I took before and after pictures that year too:
+  we started with our 4 herdsire boys that year because, well, who wants to experiment on a pregnant girl? yeah, the boys were our first experiment ~ link here.
+ then the 5 little juvis ~ link here.
+ and last the pregnant dams - all 8 of them!! ~ link here

2012 we again did our own shearing, this time we had even more help from our kids.  It sure is nice when they get older and can help more :)

We had 26 alpacas to shear in 2012!! Wow was that a lot of work.  I did not get specific before and after pictures.  It was all too busy.  Here is the post from that shearing day.

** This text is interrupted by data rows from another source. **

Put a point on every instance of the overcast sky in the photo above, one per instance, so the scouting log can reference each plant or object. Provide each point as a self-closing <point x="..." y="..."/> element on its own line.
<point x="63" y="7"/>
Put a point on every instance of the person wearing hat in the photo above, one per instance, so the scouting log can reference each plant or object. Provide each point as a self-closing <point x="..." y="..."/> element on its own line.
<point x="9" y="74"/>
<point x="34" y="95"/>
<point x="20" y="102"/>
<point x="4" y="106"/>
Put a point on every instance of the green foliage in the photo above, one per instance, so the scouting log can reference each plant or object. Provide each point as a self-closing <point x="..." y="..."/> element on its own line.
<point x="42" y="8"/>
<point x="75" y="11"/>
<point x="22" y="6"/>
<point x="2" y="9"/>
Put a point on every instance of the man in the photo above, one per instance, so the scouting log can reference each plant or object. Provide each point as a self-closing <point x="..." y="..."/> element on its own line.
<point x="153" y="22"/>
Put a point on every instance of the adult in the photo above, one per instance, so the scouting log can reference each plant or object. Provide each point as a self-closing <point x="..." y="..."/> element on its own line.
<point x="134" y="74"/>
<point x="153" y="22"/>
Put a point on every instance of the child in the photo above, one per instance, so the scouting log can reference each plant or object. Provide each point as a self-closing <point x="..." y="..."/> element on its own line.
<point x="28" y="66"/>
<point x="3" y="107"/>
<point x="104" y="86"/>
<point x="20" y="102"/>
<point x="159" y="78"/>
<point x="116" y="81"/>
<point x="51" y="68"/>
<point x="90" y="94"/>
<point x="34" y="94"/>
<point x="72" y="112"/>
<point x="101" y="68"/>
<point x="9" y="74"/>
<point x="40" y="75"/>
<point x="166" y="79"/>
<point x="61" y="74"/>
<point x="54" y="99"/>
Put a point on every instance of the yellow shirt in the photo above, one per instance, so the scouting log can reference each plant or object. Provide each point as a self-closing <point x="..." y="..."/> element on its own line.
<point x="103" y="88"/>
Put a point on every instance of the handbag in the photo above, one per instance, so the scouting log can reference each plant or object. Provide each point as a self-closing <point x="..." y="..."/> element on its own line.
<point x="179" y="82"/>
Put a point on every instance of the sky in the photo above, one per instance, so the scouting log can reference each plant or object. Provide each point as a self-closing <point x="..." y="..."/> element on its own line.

After having the most alpacas we have ever had in 2012 (I believe our peek was 28 alpacas), we have cut back quite a bit for this year.  We are stronger farmers when we have a smaller herd that is best able for us to manage.  Right now we are at 18 alpacas (link to list of our herd), with 5 cria due this year.  This is a good place for us to be.


A Country Chicken said...

Thank you Cara for posting (and linking) all of that information :) We have 16, with six on the way. The costs aren't too bad, the shearer charges $30Au per animal including ADE, 5in1, toenails and teeth...but I just wasn't happy with how he handled the animals. I will be showing your post to hubby and having a good think about it, as we do all of the mid-year husbandry tasks ourselves anyway (except shearing) :) Lisa

oak haven alpacas said...


It has been a journey for us, but we found shearing ourselves to work a lot better. It's personal preference though. I do give up some things. I love the fiber but when we shear ourselves, I'm busy shearing and can't focus on fiber collection like I would if we hired a team to shear for us. So I do lose some things. But we feel what we gain by having control over the whole process is worth it for us. But also my husband and I both have health issues that make it best for us to shear only a few each weekend rather than a one day marathon. Every farm is different, finding what works for you is the big thing.